I knew he had stopped on his way home, gone into a field and picked every flower, thinking about me as he plucked each one

He came striding out of a lane, a cheerful young fellow carrying a knot of flowers and whistling a happy tune.

As he passed us I touched his arm and said, “That sounds so lovely. My Dad used to whistle and I really loved to hear him.”

He stopped, smiled at me and pressed the bunch of wild flowers into my hand, turned and went on his way, again whistling.

I was overcome with such a wave of joy. It was hard not to cry. My husband, who witnessed my delight, patted me on the shoulder and said, ”That was a nice thing for him to do, wasn’t it?”

I agreed so wholeheartedly he looked somewhat shocked and said, “Come on, we’re going to be late if we don’t get a move on!”

So we walked on, me clutching the flowers and the lovely warm feeling that chance meeting had provided.

About a week later Jim, my husband, arrived home from work somewhat later than usual. As he came up the stairs into the kitchen I saw he was carrying a bouquet of wild flowers.

When he handed them to me I started to cry.

Normally he was not a demonstrative man and now  he looked so concerned I cried even harder.

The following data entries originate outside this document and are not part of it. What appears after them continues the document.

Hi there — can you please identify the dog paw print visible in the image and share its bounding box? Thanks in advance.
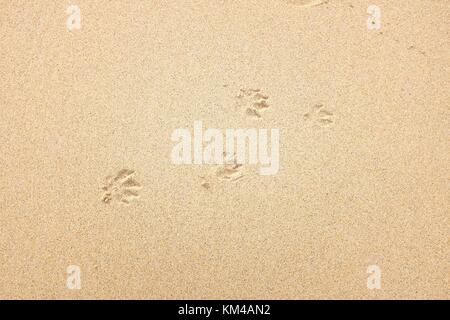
[199,153,244,190]
[303,104,334,127]
[216,154,244,181]
[102,169,142,204]
[236,89,269,118]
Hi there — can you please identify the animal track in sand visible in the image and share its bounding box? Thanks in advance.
[303,104,334,127]
[200,153,244,190]
[236,89,269,119]
[285,0,329,8]
[102,169,142,204]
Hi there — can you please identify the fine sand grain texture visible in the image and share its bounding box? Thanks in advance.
[0,0,450,299]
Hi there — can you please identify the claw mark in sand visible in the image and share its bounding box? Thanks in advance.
[102,169,142,204]
[200,152,244,190]
[303,104,334,127]
[236,89,269,119]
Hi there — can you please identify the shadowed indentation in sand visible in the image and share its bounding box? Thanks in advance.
[236,89,269,119]
[200,153,244,190]
[102,169,142,204]
[303,104,334,127]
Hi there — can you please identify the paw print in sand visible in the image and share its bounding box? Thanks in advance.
[200,153,244,190]
[102,169,142,204]
[303,104,334,127]
[236,89,269,118]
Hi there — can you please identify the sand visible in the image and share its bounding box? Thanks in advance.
[0,0,450,299]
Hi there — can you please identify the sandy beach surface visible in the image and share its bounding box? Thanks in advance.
[0,0,450,299]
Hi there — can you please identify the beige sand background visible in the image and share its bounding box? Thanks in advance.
[0,0,450,299]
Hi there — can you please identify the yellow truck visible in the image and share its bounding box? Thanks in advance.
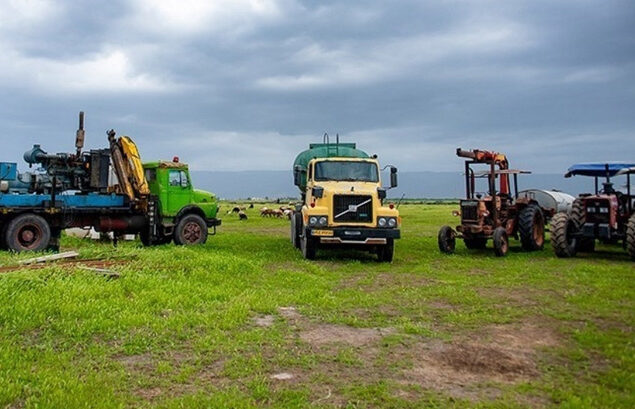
[291,137,401,262]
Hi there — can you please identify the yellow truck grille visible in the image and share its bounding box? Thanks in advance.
[333,195,373,223]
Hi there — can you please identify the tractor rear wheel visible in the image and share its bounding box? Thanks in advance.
[571,198,595,253]
[291,212,302,249]
[493,227,509,257]
[5,213,51,253]
[518,204,545,251]
[550,212,580,257]
[626,214,635,261]
[463,237,487,250]
[437,226,456,254]
[174,214,207,245]
[300,233,317,260]
[377,238,395,263]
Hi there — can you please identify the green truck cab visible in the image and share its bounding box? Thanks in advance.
[141,158,221,245]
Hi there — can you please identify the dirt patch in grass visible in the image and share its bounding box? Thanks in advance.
[339,273,434,292]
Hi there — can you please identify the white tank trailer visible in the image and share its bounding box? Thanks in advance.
[518,189,575,219]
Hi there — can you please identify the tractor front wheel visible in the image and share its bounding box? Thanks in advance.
[437,226,456,254]
[493,227,509,257]
[5,214,51,253]
[518,204,545,251]
[626,214,635,261]
[174,214,207,245]
[550,213,579,257]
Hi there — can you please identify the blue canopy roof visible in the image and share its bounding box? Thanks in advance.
[564,162,635,178]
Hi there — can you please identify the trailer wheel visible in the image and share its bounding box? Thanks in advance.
[463,237,487,250]
[518,204,545,251]
[5,214,51,252]
[0,222,9,250]
[550,213,579,257]
[493,227,509,257]
[437,226,456,254]
[300,233,317,260]
[174,214,207,245]
[377,238,395,263]
[291,212,302,249]
[626,214,635,261]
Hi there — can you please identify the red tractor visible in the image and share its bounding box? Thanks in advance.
[438,148,545,257]
[551,162,635,260]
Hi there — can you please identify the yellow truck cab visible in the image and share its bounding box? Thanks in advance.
[291,142,401,262]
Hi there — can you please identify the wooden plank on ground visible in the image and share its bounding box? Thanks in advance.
[19,251,79,266]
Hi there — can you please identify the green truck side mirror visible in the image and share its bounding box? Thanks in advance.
[390,166,397,189]
[293,165,303,186]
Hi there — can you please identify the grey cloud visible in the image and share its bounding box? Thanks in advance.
[0,0,635,172]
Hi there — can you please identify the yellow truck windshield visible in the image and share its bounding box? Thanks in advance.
[315,161,379,183]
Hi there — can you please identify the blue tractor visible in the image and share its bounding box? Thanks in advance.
[551,162,635,260]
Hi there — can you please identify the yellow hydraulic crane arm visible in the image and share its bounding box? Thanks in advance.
[108,130,150,207]
[119,136,150,196]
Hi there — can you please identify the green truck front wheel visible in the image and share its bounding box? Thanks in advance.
[174,214,207,245]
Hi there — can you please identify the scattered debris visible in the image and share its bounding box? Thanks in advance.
[254,315,274,327]
[78,266,121,278]
[19,251,79,266]
[271,372,294,381]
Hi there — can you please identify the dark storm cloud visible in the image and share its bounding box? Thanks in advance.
[0,0,635,172]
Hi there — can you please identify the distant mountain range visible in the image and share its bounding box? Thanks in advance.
[192,171,612,199]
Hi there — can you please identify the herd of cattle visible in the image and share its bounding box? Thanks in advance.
[227,203,293,220]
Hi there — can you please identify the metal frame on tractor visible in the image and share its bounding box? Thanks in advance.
[438,148,545,256]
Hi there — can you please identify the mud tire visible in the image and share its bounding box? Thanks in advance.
[437,226,456,254]
[174,214,208,246]
[5,213,51,253]
[550,212,580,258]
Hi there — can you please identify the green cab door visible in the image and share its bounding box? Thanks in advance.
[164,169,192,216]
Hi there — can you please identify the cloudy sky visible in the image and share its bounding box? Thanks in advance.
[0,0,635,173]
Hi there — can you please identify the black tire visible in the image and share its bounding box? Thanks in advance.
[571,198,595,253]
[5,214,51,253]
[463,237,487,250]
[300,233,317,260]
[377,238,395,263]
[291,212,302,249]
[518,204,545,251]
[492,227,509,257]
[550,213,580,258]
[626,214,635,261]
[174,214,207,246]
[437,226,456,254]
[0,223,9,250]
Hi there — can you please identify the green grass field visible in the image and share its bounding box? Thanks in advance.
[0,204,635,408]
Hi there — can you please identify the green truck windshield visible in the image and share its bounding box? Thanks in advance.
[315,161,379,182]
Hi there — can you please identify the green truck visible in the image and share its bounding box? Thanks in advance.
[0,113,221,252]
[140,160,221,245]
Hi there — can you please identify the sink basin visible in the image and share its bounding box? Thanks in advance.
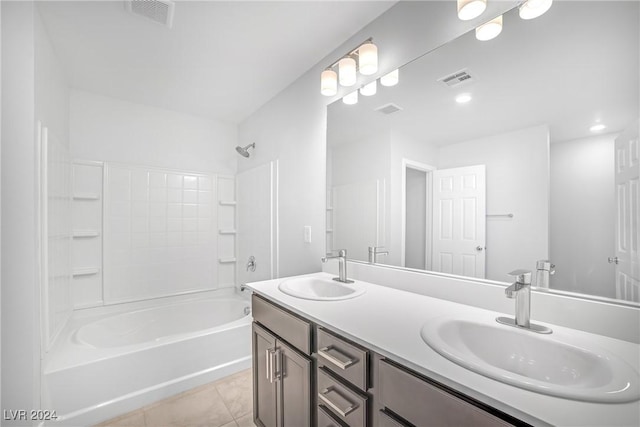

He said, “Oh honey, did you get stung?” And he put his arms around me and held me close.

“No,” I choked, “I’m fine. I’m just so happy.”

I knew he had stopped on his way home, gone into a field and picked every one of these wild flowers, thinking about me as he plucked each one, He never could seem to say, “I love you.”

When I would ask if he did, his answer was always, “surely you can tell!”

It was no wild declaration of love, but it was all he could manage and actually, in the end,  it was enough.

Helen Lang has been the Peninsula News Review’s garden columnist for more than 30 years.